I can't just think about the mountain now. When I think about it, I think about the challenges it presented to me -- the physical endurance that I used to climb it and the opportunity to make new friends out of supporters. I think about the overwhelmingly stunning view that it provided during the climb and at the top. I think about how small I felt when I was hiking, but how big I felt when I made it to the top. I can't just think about animals now. I think about the sense of apprehension I had when petting a cheetah, hoping to God it wouldn't turn on me. I think about how the blood-thirsty teeth of a great white shark were opened in front of my face, when I learned that it is possible to scream under water. I think about whimpering to my safari guide, asking him to drive faster when a lion was chasing our Land Rover. I think about the thrill. I can't imagine this place now the way I imagined it before I visited it. I once saw it as a place; now I see it as an experience. Something that holds beauty and challenges and thrills. And I spend my time trying to imagine other places I have yet to visit in this same mindset. The part of my heart that represents drive for a sense of belonging, the desire to experience everything so fully that I cannot ever return to imagining it in the ways that I did before, and the love that results from the change...will forever live along the winding roads of Cape Town's countryside, presenting new opportunities, twists and turns, one after the other.
So, in a literal sense, what is it that we're leaving in these places? We're leaving our old habits, our old mindsets, and our old problems. We're leaving our unfamiliarity, our discomfort, our insecurities. We're leaving our expectations, our dull imaginations, our initial basic thoughts. We're taking the good stuff, the love, with us wherever we go. People have it all wrong -- you don't leave the good stuff. If you left it, how could you ever use it everywhere you are? It stays with you forever. When we go somewhere that changes us, we leave it with the parts of us that it was able to change, grow, and adapt. The love that we learned from it -- that is our gift from the place to us. We don't ever give that away. We don't ever leave it anywhere.

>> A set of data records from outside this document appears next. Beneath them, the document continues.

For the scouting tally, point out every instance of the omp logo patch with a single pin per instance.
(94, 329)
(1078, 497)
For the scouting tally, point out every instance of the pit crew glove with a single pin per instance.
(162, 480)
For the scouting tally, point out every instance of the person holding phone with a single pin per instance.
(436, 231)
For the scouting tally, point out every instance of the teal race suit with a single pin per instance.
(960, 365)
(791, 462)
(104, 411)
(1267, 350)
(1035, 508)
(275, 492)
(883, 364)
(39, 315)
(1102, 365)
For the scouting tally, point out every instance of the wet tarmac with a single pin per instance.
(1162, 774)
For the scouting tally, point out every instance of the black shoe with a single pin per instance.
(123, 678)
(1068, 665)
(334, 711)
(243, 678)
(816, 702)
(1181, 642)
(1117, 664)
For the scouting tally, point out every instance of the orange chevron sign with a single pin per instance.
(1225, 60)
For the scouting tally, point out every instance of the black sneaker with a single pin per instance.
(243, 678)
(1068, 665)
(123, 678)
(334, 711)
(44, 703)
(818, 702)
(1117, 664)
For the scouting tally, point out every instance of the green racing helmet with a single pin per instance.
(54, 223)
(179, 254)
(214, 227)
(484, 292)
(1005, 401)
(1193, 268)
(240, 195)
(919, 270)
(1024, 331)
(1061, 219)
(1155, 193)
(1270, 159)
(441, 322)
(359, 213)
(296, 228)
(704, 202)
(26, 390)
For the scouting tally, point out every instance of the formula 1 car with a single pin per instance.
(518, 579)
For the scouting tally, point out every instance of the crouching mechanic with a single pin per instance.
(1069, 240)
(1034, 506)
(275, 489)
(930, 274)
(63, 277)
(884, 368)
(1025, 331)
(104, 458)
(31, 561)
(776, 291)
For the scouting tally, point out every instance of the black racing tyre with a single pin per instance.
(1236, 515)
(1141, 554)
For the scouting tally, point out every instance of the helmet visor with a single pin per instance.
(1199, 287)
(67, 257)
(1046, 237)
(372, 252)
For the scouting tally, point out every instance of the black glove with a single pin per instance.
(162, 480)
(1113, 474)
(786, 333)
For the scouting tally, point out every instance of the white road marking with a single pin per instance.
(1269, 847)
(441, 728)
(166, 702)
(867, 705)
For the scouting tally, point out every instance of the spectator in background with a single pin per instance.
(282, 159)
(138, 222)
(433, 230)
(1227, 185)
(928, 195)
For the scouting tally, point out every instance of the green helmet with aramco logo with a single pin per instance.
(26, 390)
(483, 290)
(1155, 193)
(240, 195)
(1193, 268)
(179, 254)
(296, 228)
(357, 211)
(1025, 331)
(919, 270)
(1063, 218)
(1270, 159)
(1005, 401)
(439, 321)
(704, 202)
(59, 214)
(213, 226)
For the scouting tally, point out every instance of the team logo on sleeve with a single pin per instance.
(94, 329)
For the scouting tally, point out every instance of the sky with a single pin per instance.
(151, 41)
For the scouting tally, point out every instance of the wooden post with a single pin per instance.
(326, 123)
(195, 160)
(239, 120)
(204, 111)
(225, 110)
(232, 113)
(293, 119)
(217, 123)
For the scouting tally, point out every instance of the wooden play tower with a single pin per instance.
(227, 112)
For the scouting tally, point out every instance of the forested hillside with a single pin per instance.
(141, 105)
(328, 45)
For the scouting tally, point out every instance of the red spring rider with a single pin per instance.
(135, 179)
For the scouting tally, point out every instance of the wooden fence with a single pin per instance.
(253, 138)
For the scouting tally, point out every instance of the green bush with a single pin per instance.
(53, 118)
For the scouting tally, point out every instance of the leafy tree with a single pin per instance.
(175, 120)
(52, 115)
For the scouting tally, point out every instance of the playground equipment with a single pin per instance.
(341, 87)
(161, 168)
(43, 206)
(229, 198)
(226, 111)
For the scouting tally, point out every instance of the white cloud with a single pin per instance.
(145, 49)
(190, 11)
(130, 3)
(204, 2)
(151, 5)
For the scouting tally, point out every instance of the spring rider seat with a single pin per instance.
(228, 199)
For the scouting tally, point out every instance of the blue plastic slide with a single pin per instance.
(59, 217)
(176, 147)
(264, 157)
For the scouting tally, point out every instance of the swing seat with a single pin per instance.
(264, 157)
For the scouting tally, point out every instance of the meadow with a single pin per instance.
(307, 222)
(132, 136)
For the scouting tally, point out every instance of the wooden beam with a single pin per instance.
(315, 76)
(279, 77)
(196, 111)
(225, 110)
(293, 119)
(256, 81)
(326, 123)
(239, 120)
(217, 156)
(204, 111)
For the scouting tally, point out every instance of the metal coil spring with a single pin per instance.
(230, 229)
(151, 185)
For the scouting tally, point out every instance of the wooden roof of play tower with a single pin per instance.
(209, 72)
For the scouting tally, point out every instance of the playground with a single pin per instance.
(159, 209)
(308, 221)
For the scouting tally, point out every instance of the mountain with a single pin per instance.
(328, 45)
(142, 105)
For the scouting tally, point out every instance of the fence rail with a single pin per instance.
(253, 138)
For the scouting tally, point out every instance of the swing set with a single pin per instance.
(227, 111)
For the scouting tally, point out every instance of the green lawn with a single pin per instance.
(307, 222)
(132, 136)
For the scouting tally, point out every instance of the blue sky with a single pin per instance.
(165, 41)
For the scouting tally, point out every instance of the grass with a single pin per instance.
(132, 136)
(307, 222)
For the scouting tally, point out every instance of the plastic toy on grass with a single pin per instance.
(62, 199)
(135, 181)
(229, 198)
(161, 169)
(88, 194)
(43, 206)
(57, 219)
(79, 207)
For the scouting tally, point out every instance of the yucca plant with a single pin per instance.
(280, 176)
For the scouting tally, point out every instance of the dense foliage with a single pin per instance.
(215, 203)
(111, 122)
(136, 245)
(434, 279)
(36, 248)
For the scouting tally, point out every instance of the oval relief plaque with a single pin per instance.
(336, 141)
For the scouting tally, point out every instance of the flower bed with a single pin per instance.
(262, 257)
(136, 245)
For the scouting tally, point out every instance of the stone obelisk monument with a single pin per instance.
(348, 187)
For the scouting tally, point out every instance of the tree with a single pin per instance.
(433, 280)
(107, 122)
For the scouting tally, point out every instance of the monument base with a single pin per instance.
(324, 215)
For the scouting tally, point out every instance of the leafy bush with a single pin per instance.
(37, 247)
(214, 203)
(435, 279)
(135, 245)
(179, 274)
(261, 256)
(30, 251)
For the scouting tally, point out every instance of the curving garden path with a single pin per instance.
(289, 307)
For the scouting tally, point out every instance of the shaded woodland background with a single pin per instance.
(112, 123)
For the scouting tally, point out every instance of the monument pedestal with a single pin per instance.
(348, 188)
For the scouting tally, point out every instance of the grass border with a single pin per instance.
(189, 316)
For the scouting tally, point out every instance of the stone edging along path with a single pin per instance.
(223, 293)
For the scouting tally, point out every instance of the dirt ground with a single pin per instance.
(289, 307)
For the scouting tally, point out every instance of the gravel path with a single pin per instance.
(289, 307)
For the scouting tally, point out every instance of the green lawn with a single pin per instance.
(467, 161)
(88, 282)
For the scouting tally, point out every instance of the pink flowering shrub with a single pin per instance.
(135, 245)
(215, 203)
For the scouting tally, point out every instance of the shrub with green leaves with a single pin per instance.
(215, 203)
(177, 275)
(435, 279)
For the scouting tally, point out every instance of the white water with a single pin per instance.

A place does not change you unless you become different. That's what change means...to become different. When someone tells you that a trip "changed their life," always ask how. They might not even know how to answer it yet, and you'll certainly be enlightened. Answering this question is the first step in opening your heart to a world of positive difference. Step 1: Pinpoint the change. Step 2: Live it out...forever...without fail.
Although I did leave some physical things in Cape Town...like the headband I lost when I bungee jumped, the signature I wrote with Sharpie on the rock on Table Mountain, and probably a lot of missing T-shirts in my apartment of 4 girls that I never even realized I came home without ... it was the part of my soul, my being, that will impact me eternally. The physical things are just things. But love -- love is indescribable. Love is the answer to everything.
So, Cape Town, I love you. But you don't have my whole heart...you enriched my whole heart. And for that, I thank you.